Announced earlier this month, TMC has a 90 per cent stake in the new electric vehicle company called EV Common Architecture Spirit (EVCAS), which is based near the car-maker’s headquarters in Nagoya, Japan.
Mazda Motor Corporation and Denso Corporation each hold a five per cent share in the joint venture that will deliver EV architecture for passenger cars, SUVs and trucks for each company.
Despite the focus on electrification, which Mr Leroy said was exemplified by the hybrid Tj Cruiser and GR HV Sports concepts unveiled in Tokyo, he also said Toyota remained committed to the development of hydrogen technology, as demonstrated by the Fine-Comfort Ride (F-CR) and Sora bus concepts also previewed at the show.
Before the fruit of the EV partnership is revealed, Mr Leroy confirmed that cloud-based artificial intelligence (AI) technology will be rolled out in Japan and the United States from next year, with full autonomous and completely driverless technology available for use on freeways by 2020.
“Artificial intelligence … will only be possible thanks to connectivity and big data,” he said.
“That is why, as early as 2018, the new Toyota Crown based on the concept here … will be the new norm for connected vehicles in Japan.
“After Crown, we will equip almost all of our passenger cars in Japan and the US by 2020 with data communication modules and connection to our Mobility Service Platform in the cloud.” The next-generation Crown was previewed at the Tokyo show by a concept based on the Toyota New Global Architecture – as used by the C-HR and the latest Prius hybrid – while prototypes have been undergoing testing at the Nurburgring in Germany.
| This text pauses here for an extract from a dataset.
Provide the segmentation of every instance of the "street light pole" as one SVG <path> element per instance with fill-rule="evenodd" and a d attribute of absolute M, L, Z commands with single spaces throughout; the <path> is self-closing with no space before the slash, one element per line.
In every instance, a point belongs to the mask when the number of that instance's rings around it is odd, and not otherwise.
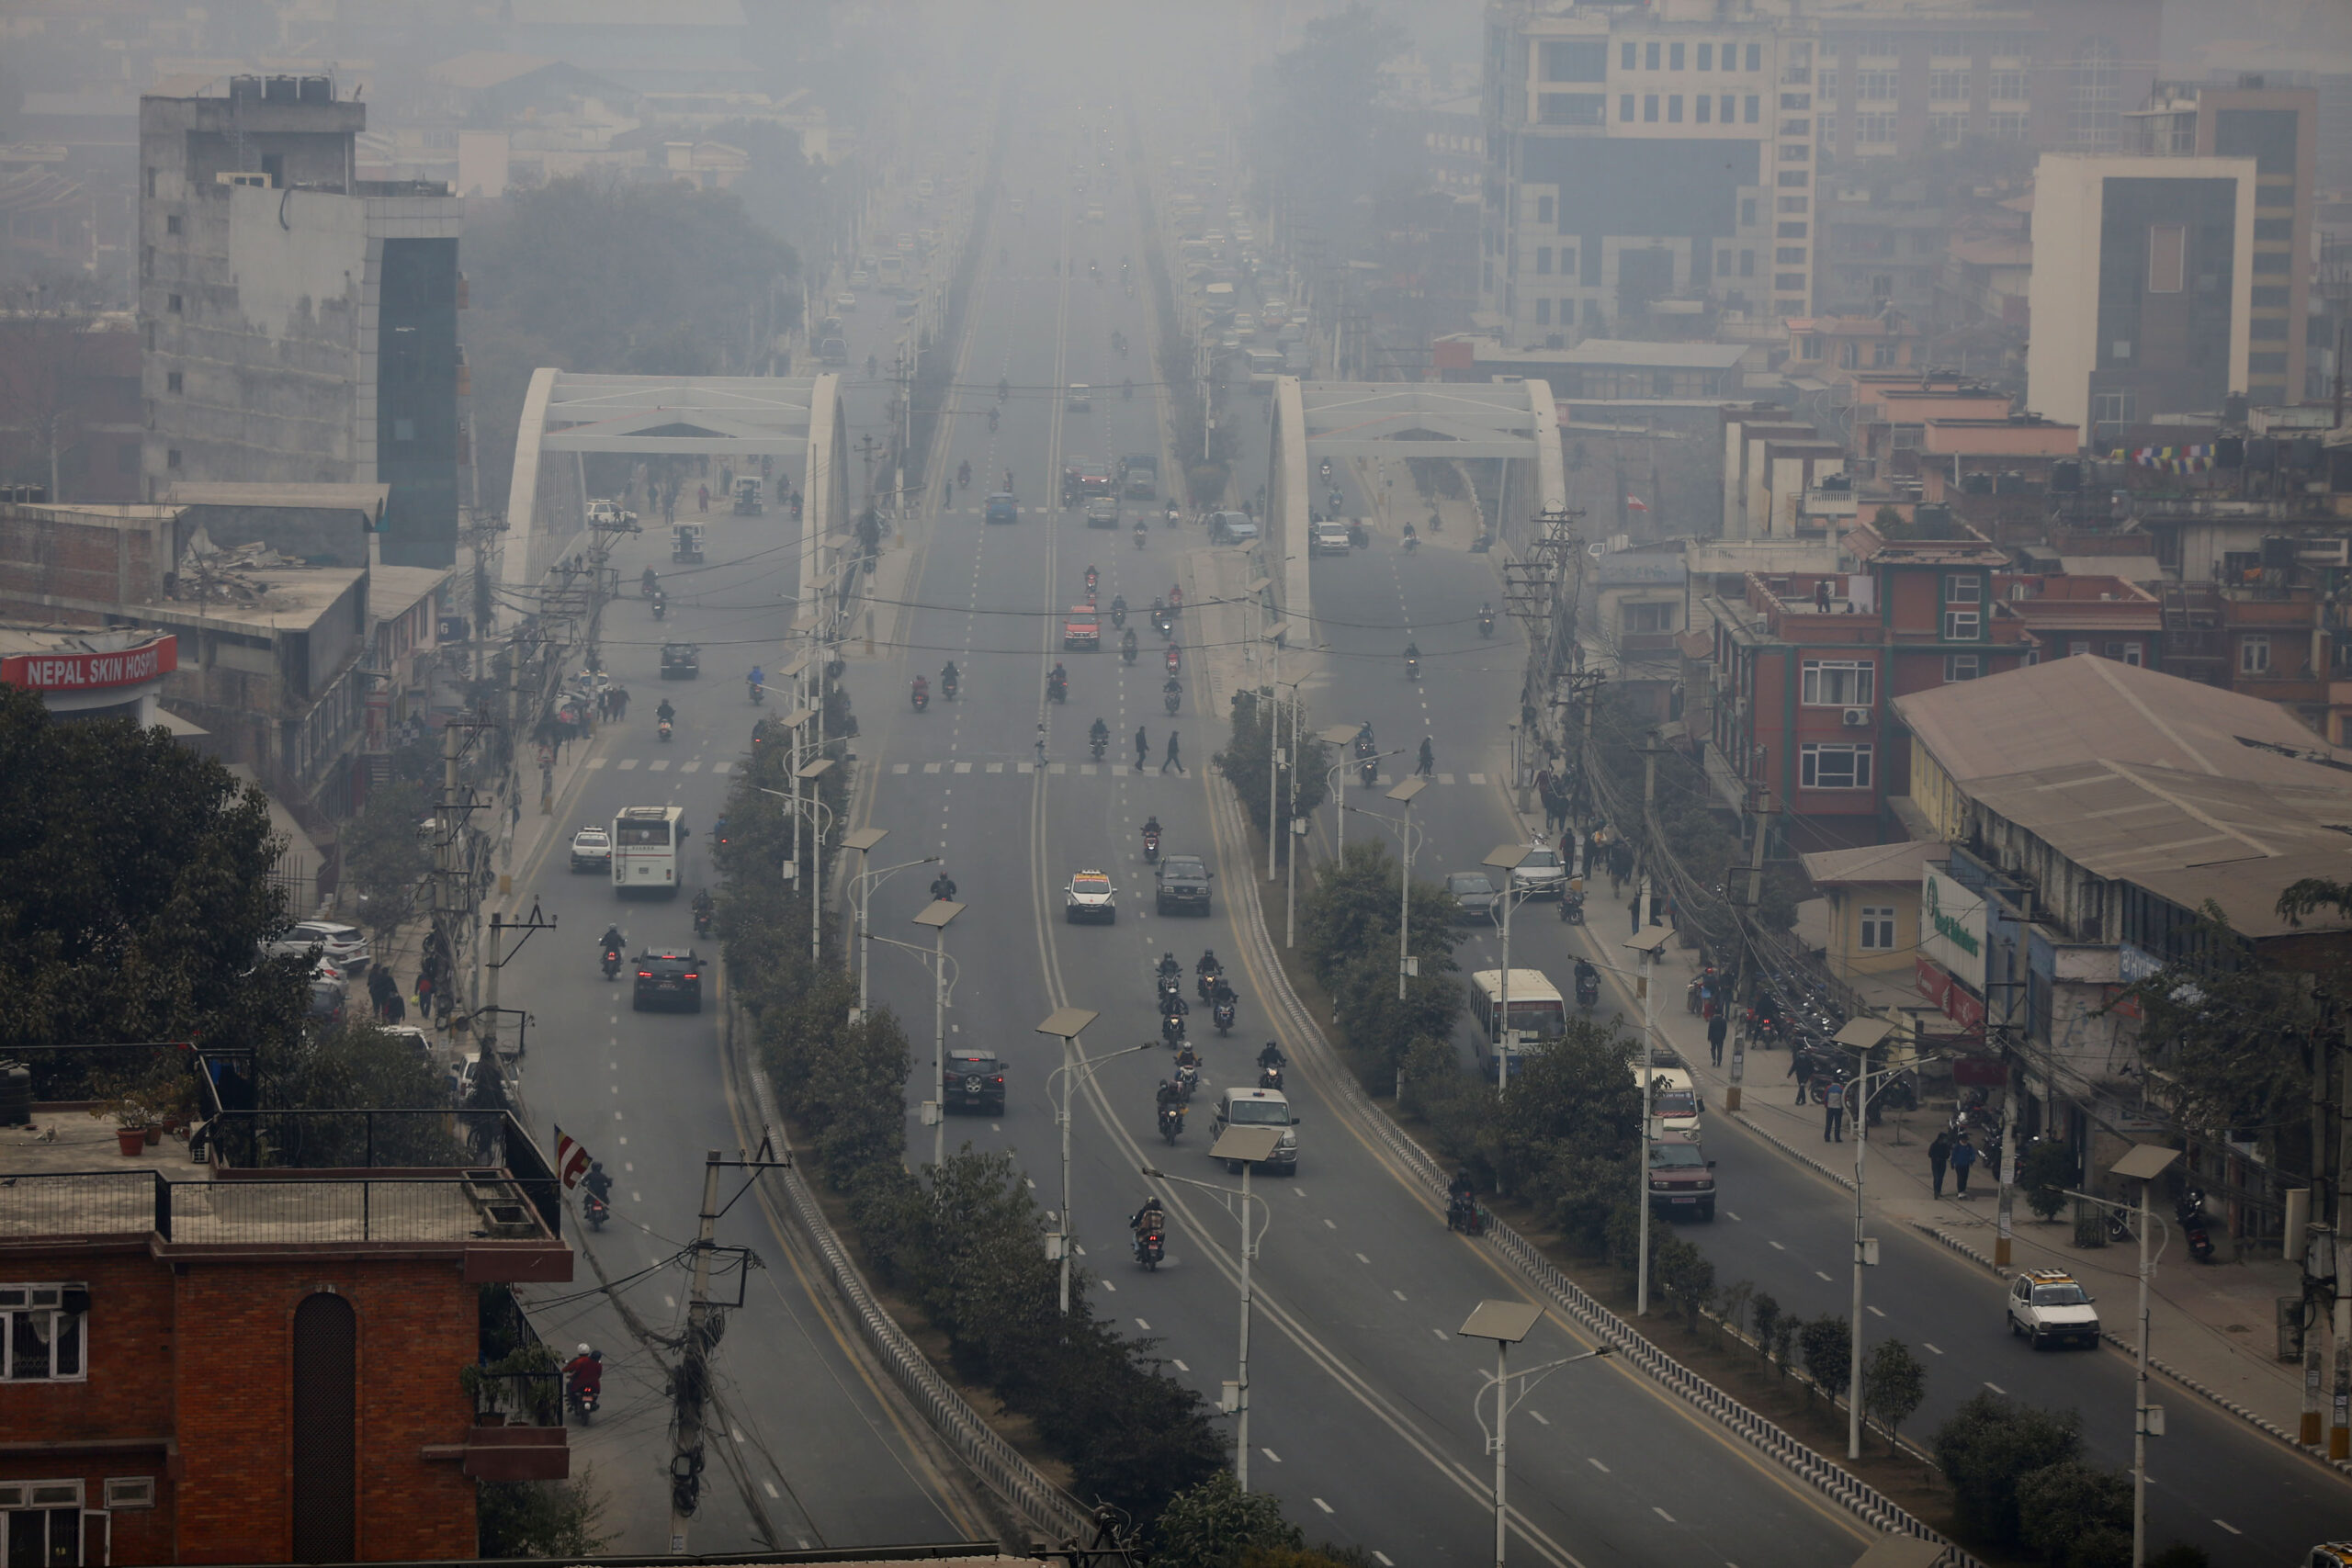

The company says the focus with the new Crown is on both vehicle connectivity and dynamic performance.
As previously reported, TMC further previewed AI technology with a duo of mobility “objects” dubbed Concept-i – including i-Walk that allows an owner to continue a journey where vehicles cannot, and i-Ride which is a 2.5m-long passenger pod.
Both incorporate an AI agent called Yui, who “understands people”. It will gather cloud-based data and owner information and habits, aimed at acquiring “deep learning” of the owner while “measuring emotions and estimating preferences”.
A form of AI could be syncing the navigation to a destination the computer recognises an owner needs to go, changing a route due to a traffic jam, and finding a carpark thanks to real-time communication with other road users.
Such technology will provide the basis for what TMC has dubbed “automated driving” with both Chauffeur and Guardian modes set to be offered in future.
“In Chauffeur mode, our cars will be smart enough to handle all driving tasks and provide mobility to those who cannot enjoy it now,” Mr Leroy said.
“In Guardian mode, we combine human and machine skills to make driving safer and to keep the liberating feeling of driving as the car’s technology is running in the background for your safety.
“Guardian and Chauffeur both reflect Toyota’s unique approach of developing a safety system where the driver and the car act like teammates. We call it Mobility Teammate, and it will be on the market in 2020 for highways and in the early 2020s for normal roads.” Lexus also used the Tokyo motor show to display an LS+ concept with high levels of autonomous driving capability, which is expected to reach the LS production model by 2020.